The Chinatown Memorial proves that municipal governments have the capacity, the resources, and the historical records required to confront their past institutional evils. Acknowledging the targeted destruction of an immigrant neighborhood is a massive victory for justice in Orange County.

The state-sanctioned destruction of Santa Ana’s Chinatown was an overnight act of targeted municipal displacement with no recorded direct fatalities, whereas the displacement and death of Native Americans in Orange County was a century-long demographic collapse driven by forced labor, introduced diseases, and systemic violence that impacted thousands of people.

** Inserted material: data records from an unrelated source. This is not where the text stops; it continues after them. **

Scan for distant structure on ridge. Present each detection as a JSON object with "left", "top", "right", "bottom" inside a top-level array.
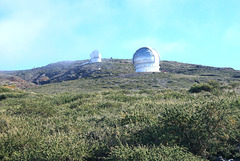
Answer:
[
  {"left": 90, "top": 50, "right": 102, "bottom": 63},
  {"left": 133, "top": 47, "right": 160, "bottom": 72}
]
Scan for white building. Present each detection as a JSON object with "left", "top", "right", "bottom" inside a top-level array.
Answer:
[
  {"left": 133, "top": 47, "right": 160, "bottom": 72},
  {"left": 90, "top": 50, "right": 102, "bottom": 63}
]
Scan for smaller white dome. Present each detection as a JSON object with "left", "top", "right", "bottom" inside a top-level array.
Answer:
[
  {"left": 133, "top": 47, "right": 160, "bottom": 72},
  {"left": 90, "top": 50, "right": 102, "bottom": 63}
]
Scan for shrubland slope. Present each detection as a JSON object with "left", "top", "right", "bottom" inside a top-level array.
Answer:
[{"left": 0, "top": 59, "right": 240, "bottom": 161}]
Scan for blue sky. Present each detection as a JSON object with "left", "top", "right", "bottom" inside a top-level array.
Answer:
[{"left": 0, "top": 0, "right": 240, "bottom": 70}]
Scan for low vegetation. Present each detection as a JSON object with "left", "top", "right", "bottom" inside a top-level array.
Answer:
[
  {"left": 0, "top": 80, "right": 240, "bottom": 160},
  {"left": 0, "top": 59, "right": 240, "bottom": 161}
]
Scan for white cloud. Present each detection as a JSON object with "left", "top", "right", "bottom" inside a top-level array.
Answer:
[{"left": 223, "top": 24, "right": 240, "bottom": 46}]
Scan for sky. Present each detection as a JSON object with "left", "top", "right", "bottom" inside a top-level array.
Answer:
[{"left": 0, "top": 0, "right": 240, "bottom": 70}]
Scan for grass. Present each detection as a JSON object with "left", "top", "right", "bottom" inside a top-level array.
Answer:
[
  {"left": 0, "top": 59, "right": 240, "bottom": 160},
  {"left": 0, "top": 82, "right": 240, "bottom": 160}
]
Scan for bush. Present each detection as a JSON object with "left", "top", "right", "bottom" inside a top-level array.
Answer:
[
  {"left": 189, "top": 84, "right": 213, "bottom": 93},
  {"left": 108, "top": 145, "right": 203, "bottom": 161}
]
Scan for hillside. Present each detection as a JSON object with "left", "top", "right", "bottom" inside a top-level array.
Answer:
[
  {"left": 2, "top": 59, "right": 240, "bottom": 87},
  {"left": 0, "top": 59, "right": 240, "bottom": 161}
]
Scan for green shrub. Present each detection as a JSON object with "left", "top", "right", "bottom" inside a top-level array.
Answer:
[
  {"left": 189, "top": 84, "right": 213, "bottom": 93},
  {"left": 107, "top": 145, "right": 203, "bottom": 161}
]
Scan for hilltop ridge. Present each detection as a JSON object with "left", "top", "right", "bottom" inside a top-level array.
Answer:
[{"left": 0, "top": 59, "right": 240, "bottom": 88}]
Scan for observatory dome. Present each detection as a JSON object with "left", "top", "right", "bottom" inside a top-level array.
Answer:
[
  {"left": 90, "top": 50, "right": 102, "bottom": 63},
  {"left": 133, "top": 47, "right": 160, "bottom": 72}
]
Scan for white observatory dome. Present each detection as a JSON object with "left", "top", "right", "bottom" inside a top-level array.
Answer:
[
  {"left": 90, "top": 50, "right": 102, "bottom": 63},
  {"left": 133, "top": 47, "right": 160, "bottom": 72}
]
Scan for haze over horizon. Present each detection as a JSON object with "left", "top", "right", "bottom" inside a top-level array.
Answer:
[{"left": 0, "top": 0, "right": 240, "bottom": 70}]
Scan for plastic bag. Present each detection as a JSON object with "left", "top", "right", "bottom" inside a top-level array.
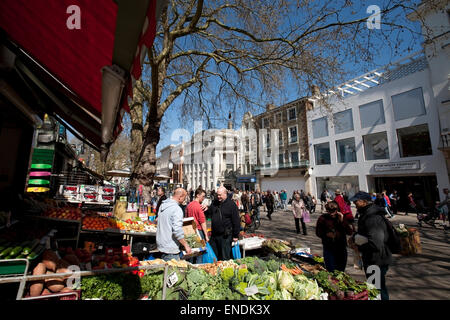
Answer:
[
  {"left": 302, "top": 210, "right": 311, "bottom": 223},
  {"left": 232, "top": 241, "right": 242, "bottom": 259},
  {"left": 202, "top": 242, "right": 217, "bottom": 263}
]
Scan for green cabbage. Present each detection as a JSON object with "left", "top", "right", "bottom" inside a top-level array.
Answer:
[{"left": 277, "top": 271, "right": 295, "bottom": 292}]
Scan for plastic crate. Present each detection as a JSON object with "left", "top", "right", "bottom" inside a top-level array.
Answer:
[{"left": 0, "top": 259, "right": 30, "bottom": 275}]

Prior to 1769, an estimated 5,000 Tongva lived in about 100 regional villages across the Los Angeles basin and northern Orange County, alongside thousands of Acjachemen in southern Orange County. By the late 1800s, both tribes were entirely dispossessed of their ancestral lands, leaving virtually no tribal land trust or recognized sovereign reservation space within Orange County borders.

The local death toll was heavily documented by Spanish priests. At Mission San Juan Capistrano alone, which drew primarily from the Acjachemen population, church records note 3,153 recorded indigenous deaths against 4,317 baptisms. These deaths were primarily caused by introduced European diseases (like measles and smallpox), abysmal living conditions, and forced labor.

Following American statehood, state-subsidized militias and settlers actively hunted, murdered, and enslaved Native Americans. Statewide, the indigenous population plummeted from roughly 150,000 to just 30,000. While the most explicit massacres occurred in Central and Northern California, Native people in Orange County were legally stripped of basic rights, forced into indentured servitude under local ranchers, or driven completely into hiding to survive.

At its peak in the 1890s, Santa Ana’s Chinatown housed an estimated 200 residents and none of them were killed when Chinatown was burned down. resident named Wong Woh Ye was quarantined outside the neighborhood due to a leprosy scare, and the remaining residents were cleared out before the structures were torched.

Ignoring the foundational displacement of the Acjachemen and Tongva implies that some historical injustices are worth correcting while others are too inconvenient to name. If Santa Ana truly wishes to build a future rooted in reconciliation, its leaders must recognize that the dirt beneath the new Chinatown monument—and every city building—remains unceded Indigenous territory. True healing cannot stop at the borders of downtown; it must extend to the very origins of the land we live on.

By Art Pedroza

Our Editor, Art Pedroza, worked at the O.C. Register and the OC Weekly and studied journalism at CSUF and UCI. He has lived in Santa Ana for over 30 years and has served on several city and county commissions. When he is not writing or editing Pedroza specializes in risk control and occupational safety. He also teaches part time at Cerritos College and CSUF. Pedroza has an MBA from Keller University.